Webhook headers: x-ucp-event-type, x-ucp-event-id, x-ucp-signature, x-ucp-signature-alg: hmac-sha256, x-ucp-timestamp.

Identity scopes

ScopeGrants
ucp:checkout_sessionAccess to checkout session data for the linked customer
ucp:order_readRead access to order data for the linked customer
ucp:customer_readRead access to customer profile (email, phone, name, customer_code)

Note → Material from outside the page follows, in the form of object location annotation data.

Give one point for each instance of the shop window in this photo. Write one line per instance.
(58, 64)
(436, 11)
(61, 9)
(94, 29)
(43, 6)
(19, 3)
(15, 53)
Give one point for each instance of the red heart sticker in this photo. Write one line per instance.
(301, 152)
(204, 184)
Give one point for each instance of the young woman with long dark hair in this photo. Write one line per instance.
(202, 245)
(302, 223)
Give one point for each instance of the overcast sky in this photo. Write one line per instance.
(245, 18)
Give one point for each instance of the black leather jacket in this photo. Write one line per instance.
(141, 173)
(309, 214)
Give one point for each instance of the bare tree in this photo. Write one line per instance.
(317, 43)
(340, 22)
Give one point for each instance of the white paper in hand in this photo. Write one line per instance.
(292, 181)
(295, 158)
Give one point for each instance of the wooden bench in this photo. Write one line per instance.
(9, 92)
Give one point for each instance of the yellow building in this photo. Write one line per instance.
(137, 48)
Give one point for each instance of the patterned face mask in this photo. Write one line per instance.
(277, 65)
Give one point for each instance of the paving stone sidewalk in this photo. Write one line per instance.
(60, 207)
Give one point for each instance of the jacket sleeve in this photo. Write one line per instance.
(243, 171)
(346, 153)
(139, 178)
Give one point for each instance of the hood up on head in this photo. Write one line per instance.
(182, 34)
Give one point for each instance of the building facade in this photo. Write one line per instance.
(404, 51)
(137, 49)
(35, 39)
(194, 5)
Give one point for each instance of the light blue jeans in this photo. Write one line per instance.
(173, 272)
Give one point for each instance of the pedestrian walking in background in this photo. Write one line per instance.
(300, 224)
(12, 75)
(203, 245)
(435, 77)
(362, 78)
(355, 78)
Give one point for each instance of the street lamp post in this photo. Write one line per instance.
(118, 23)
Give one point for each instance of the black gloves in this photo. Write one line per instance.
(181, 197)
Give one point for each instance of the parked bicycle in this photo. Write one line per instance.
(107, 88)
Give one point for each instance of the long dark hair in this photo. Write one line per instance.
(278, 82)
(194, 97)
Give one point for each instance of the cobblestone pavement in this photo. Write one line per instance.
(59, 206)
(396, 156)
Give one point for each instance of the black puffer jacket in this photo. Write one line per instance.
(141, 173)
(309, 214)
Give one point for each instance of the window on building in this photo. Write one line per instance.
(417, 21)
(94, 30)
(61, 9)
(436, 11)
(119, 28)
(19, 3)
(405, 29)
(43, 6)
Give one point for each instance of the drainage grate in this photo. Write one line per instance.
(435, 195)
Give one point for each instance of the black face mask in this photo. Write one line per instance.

Cross-service dependencies

ServiceDirectionPurpose
USM/UAS/OFMReadAdmin auth (session validation, member resolution)
OPSReadMaintenance mode check
SCMWriteOrder creation on checkout/complete (via internal-invoke)
SCMRead (EventBridge)Subscribe to scm-events bus for order lifecycle webhooks
OFMRead (GSI2)orgcode → org_guid resolution for capability profile
CRMRead (DDB)Customer lookup for identity linking

Events emitted

UCP emits events to the ucp-events EventBridge bus:

EventTrigger
platform-registeredNew platform created
platform-secret-rotatedClient secret rotated
platform-revokedPlatform revoked
checkout-session-createdNew checkout session
checkout-session-updatedCart/buyer updated
checkout-session-completedSCM order created
checkout-session-canceledSession canceled
webhook-config-updatedWebhook configuration changed
webhook-fanout-completedWebhook delivery batch finished
identity-code-issuedAuthorization code created
identity-linkedToken exchange completed (identity linked)
identity-token-revokedAccess/refresh token revoked
identity-link-revokedIdentity link revoked by admin

Performance posture

  • Checkout CRUD: p95 < 500ms (Tier B).
  • Checkout complete (includes SCM call): p95 < 2s (Tier C).
  • Profile/discovery: p95 < 200ms (Tier A, cached 5 min / 1 hour).
  • Identity authorize/token: p95 < 500ms (Tier C).
  • Identity userinfo: p95 < 300ms (Tier B).
  • Webhook delivery: 6-second timeout per attempt.

Failure posture

  • Checkout complete failure: session reverts to ready_for_complete with error_message; platform can retry.
  • Webhook delivery failure: exponential backoff retry (30s → 900s, 5 attempts); auto-pause after 10 consecutive failures.
  • Identity code expiry: 10-minute TTL; platform must request a new code from the admin.
  • Access token expiry: 1-hour TTL; use refresh token to obtain a new access token.
  • Refresh token expiry: 30-day TTL; admin must re-authorize (new code flow).
  • Auth code replay: codes are single-use; replaying a consumed code returns an error.
  • PKCE mismatch: wrong code_verifier is rejected; a new code must be issued.

Stubs (future)

  • Payment handlers — the capability profile declares payment_methods as an empty array and payment_status is always none. Payment processing will be added when a PSP integration is defined.